Portugal offers sun, sea … and tax efficiency

The Algarve offers great appeal for anyone looking for a relaxed lifestyle in the sun, but did you know you could potentially enjoy a decade of generous tax breaks – including tax-free UK pension income – by moving here?

Since 2009, Portugal has actively encouraged new arrivals to settle permanently by offering extremely favourable tax benefits through the special non-habitual residence (NHR) tax regime.

Benefits for those working in Portugal
If you are employed in Portugal, you could potentially benefit from a flat 20% income tax rate under non-habitual residence – a significant reduction on the usual scale rates that reach up to 48%. To qualify, you would need to work in one of the pre-defined ‘high value-added’ scientific, artistic or technical professions.

However, you do not have to be employed to be eligible for NHR, so the regime can also be highly beneficial for retirees and other expatriates.

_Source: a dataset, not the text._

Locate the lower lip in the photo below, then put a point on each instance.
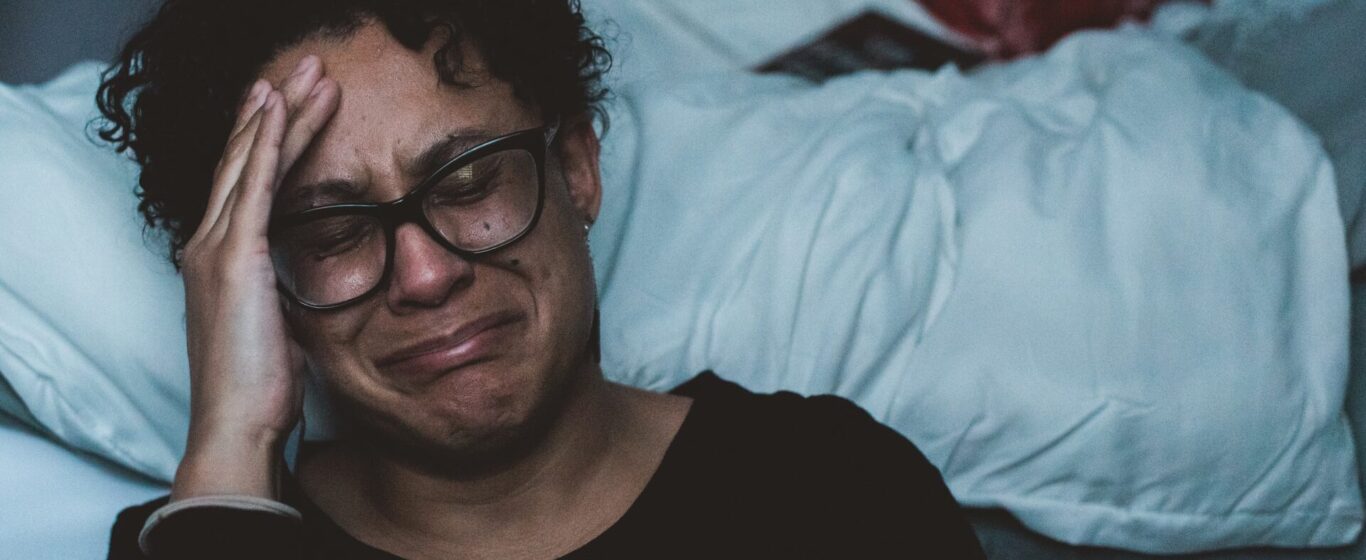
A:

Benefits for those receiving foreign income
Under NHR, most income from a foreign source is exempt from Portuguese taxation for 10 consecutive years, as is income that is taxable in another country. This means that British expatriates can potentially receive most UK pension income, rental income, capital gains on real estate, interest, dividends and non-Portuguese employment income tax-free.

The good news is that this can apply even if the income is not actually taxed in the home country. UK dividends, for example, (excluding gains on UK shares) escape Portuguese taxation under NHR because they are taxable in Britain under the UK/Portugal double tax treaty. But in practice, thanks to the UK’s ‘disregarded income’ rules for non-residents, you could end up paying no tax – in either country – on UK dividend income.

Benefits for retirees
Under NHR, most UK pension income – including from private pensions, company pensions and the State Pension – will not be taxed. The exceptions here are UK government pensions (including local authority, army, police, teaching, fire service and some NHS pensions) which always remain taxable in the UK.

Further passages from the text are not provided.